No Go Wellington
When Infratil took over Stagecoach Wellington, I was cautiously optimistic: after all, who wouldn't prefer our buses to be owned by a local company rather than a multinational with an atrocious industrial relations reputation? The service was rebranded Go Wellington and got a bright new livery; they sponsored the Cuba St Carnival and promised us smart cards and extra services. What we got was chaos, angst, blame, embarrassment and recriminations.
It's all supposed to have been caused by a botched new rostering system, but one has to wonder: what about the recent industrial action? What about Infratil's threats to get out of the local market if the regulatory system isn't to their liking? Is this part of the sort of brinksmanship and infighting that saw the fate of the trolleybuses go to the (ahem) wire? I haven't the energy or the inside knowledge to speculate, but it's pretty clear who suffers: us.

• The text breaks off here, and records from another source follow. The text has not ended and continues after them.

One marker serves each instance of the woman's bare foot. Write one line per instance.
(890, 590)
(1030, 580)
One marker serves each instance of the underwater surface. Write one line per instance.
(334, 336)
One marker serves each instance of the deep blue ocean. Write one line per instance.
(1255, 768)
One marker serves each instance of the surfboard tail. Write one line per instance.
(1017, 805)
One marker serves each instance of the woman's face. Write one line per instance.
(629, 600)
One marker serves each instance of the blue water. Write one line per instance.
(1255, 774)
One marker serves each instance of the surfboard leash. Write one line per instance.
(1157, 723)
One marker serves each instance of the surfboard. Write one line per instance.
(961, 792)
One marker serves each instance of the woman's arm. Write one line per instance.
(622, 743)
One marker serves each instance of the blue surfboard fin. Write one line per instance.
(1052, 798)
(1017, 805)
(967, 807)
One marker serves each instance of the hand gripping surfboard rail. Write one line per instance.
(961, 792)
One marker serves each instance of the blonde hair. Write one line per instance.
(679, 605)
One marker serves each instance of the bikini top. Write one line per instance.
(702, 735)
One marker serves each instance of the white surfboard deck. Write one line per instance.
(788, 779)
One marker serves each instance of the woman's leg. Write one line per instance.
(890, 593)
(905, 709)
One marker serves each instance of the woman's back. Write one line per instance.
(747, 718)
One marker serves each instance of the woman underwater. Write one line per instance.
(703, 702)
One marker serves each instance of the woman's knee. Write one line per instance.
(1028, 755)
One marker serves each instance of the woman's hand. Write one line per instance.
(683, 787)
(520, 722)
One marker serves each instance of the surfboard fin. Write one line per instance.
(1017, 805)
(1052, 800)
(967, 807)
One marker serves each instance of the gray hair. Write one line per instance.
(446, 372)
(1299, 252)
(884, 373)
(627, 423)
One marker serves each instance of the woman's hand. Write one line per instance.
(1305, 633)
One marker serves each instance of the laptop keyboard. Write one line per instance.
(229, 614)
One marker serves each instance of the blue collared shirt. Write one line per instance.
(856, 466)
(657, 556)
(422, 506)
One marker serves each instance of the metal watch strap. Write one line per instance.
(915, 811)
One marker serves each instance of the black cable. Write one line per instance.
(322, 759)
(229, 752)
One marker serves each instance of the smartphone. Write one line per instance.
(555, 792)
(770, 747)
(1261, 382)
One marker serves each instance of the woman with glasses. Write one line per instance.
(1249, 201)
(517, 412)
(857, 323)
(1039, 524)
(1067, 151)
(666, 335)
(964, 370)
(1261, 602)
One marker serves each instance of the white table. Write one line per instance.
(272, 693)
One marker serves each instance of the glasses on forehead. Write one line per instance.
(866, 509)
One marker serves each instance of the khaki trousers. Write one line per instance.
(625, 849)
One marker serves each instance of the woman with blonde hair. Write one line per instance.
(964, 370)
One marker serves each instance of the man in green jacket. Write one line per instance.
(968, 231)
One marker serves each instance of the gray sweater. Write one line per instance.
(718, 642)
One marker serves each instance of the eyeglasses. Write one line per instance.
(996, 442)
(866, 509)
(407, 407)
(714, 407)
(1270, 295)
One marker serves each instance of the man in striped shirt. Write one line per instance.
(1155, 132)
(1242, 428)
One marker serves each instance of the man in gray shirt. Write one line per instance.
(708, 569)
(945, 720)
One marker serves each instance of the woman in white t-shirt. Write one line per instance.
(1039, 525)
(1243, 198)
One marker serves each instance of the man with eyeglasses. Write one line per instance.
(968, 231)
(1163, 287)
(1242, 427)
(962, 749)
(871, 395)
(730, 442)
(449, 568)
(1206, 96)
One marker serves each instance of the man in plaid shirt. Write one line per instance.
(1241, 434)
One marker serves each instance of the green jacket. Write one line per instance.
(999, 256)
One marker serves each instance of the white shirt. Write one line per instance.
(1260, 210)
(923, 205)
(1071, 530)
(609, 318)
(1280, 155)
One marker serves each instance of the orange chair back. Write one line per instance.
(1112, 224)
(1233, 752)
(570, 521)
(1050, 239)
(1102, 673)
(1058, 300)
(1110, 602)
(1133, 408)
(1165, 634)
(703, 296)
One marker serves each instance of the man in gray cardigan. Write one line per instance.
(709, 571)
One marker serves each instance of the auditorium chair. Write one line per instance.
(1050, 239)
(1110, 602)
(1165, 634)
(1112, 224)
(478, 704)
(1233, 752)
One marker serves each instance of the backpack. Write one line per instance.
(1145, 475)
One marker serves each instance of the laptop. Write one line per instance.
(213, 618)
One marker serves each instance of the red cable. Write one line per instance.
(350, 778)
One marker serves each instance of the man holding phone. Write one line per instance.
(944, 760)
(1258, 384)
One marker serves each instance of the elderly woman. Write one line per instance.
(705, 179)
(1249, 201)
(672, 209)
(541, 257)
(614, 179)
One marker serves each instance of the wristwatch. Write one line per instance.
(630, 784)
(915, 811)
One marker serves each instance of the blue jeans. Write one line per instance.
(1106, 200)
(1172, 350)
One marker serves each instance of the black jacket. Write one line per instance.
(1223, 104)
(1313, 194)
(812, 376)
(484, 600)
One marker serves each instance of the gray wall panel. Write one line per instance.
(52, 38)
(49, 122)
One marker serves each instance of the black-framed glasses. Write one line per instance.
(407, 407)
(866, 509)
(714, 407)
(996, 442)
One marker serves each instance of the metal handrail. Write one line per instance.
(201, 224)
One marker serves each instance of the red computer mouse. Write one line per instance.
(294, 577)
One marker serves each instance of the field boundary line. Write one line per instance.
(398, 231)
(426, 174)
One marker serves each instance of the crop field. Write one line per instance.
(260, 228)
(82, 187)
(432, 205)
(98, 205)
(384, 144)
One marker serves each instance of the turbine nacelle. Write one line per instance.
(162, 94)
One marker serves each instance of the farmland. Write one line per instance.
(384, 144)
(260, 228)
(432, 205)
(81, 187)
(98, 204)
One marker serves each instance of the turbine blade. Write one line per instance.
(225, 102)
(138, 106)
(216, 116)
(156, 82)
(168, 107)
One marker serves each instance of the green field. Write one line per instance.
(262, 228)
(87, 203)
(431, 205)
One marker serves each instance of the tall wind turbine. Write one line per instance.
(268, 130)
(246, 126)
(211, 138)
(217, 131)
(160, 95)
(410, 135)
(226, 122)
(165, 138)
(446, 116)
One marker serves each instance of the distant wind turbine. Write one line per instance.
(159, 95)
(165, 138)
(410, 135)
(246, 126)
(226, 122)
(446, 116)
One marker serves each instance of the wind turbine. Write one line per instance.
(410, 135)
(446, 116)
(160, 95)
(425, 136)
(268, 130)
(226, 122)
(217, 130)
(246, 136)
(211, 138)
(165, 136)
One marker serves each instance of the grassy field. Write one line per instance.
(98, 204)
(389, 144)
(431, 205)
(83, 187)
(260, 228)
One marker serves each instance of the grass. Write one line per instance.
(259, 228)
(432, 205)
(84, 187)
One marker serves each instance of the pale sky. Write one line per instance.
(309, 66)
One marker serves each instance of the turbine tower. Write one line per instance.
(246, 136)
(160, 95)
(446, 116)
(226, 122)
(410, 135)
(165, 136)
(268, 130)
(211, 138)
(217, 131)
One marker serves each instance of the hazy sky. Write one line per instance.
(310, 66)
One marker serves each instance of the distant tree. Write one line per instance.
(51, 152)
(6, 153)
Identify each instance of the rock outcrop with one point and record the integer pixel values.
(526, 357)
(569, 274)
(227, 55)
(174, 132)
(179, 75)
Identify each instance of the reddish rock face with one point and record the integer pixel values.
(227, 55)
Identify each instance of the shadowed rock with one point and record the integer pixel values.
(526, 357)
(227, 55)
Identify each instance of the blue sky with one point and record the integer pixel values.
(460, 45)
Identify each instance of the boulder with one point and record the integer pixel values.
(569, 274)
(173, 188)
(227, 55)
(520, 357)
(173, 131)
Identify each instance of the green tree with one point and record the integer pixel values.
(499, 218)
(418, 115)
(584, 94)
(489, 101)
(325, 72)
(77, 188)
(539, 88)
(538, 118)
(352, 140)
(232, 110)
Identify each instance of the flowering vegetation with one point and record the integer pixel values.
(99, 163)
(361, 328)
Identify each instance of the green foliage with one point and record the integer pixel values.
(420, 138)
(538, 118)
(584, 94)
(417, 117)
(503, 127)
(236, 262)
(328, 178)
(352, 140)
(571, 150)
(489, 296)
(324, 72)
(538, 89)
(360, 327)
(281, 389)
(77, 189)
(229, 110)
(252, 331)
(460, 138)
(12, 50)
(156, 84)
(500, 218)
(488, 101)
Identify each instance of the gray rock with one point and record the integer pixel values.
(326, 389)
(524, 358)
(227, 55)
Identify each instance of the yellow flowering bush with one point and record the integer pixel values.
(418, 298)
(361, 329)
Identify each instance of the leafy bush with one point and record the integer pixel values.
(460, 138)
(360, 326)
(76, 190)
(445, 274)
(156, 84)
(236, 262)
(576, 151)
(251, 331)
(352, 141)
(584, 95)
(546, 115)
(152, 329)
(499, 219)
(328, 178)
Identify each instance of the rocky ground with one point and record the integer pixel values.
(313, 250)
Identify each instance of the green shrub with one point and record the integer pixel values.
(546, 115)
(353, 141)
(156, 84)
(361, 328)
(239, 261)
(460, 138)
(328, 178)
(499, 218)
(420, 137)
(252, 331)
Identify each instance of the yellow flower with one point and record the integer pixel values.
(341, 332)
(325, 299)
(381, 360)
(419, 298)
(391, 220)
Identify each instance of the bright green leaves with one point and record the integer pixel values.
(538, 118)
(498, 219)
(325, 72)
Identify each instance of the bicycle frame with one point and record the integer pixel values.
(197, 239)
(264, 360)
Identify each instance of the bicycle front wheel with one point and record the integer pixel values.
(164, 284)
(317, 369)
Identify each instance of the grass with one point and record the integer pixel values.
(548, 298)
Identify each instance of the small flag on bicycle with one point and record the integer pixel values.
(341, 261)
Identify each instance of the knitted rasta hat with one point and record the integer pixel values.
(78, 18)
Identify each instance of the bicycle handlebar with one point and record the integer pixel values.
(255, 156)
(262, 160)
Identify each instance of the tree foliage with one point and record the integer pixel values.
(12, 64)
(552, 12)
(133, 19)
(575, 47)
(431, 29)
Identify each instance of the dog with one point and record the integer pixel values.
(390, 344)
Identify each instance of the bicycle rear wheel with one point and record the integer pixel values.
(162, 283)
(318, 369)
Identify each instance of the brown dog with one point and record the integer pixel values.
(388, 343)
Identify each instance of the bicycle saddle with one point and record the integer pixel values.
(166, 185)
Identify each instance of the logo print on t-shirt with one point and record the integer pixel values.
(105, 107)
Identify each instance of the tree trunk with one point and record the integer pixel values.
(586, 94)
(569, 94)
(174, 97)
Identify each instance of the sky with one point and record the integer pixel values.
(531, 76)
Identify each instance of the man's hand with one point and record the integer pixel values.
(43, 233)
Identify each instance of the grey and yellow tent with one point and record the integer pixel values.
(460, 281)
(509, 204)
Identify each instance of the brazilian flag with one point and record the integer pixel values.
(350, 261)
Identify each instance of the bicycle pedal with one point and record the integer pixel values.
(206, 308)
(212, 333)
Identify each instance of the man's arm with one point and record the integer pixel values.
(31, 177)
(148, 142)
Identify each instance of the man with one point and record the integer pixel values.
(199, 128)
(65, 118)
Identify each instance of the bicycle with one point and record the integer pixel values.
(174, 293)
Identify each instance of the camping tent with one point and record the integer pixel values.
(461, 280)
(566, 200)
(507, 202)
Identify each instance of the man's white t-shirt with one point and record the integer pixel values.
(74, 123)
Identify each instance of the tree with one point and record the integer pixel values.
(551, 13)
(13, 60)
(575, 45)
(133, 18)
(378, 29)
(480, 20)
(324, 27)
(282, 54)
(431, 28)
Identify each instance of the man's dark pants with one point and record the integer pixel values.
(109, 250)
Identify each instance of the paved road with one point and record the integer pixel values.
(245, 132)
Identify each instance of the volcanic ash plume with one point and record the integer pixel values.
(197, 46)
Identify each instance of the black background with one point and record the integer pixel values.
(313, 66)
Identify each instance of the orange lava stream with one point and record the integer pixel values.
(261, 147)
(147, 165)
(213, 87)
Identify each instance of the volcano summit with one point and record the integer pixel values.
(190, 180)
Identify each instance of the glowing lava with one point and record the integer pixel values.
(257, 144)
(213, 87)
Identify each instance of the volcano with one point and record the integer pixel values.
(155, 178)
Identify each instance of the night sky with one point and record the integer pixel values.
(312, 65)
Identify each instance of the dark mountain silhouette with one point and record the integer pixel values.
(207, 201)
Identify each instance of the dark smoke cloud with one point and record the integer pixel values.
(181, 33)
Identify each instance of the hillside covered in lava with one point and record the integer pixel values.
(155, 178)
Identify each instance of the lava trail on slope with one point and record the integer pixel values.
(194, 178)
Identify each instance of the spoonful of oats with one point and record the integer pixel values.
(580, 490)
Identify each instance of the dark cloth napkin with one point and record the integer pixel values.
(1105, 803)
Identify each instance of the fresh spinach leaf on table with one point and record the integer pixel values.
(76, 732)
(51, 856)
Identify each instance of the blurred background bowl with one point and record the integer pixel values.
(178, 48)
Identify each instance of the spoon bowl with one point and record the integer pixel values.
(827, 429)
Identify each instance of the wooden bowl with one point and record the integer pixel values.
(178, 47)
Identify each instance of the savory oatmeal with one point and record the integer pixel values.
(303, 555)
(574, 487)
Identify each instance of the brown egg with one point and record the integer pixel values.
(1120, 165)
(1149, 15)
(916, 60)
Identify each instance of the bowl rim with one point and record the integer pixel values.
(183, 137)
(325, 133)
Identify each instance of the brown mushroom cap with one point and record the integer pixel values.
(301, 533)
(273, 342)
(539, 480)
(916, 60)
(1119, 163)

If that's not enough, we're so short of trains that we're raiding the museums for replacements. With the half-finished bypass still in a confusing limbo, it may be too early to blame it for recent traffic congestion as some have done, but it hardly looks like $40m well spent at the moment. It's flattering when visitors from other parts of New Zealand say things like "public transport that actually works! Wellington feels like a proper city: the sort they have in other countries", but it really looks like we're throwing away our geographic advantages and the investments of previous generations.
I can't offer any solutions for the short-term cockups, but one thing's for sure: the Regional Council needs to stop setting insipid goals about "convincing commuters to get out of their cars" while spending all their money on new roads. Commuters already want to get out of their cars and onto trains and buses: the problem is that there aren't any.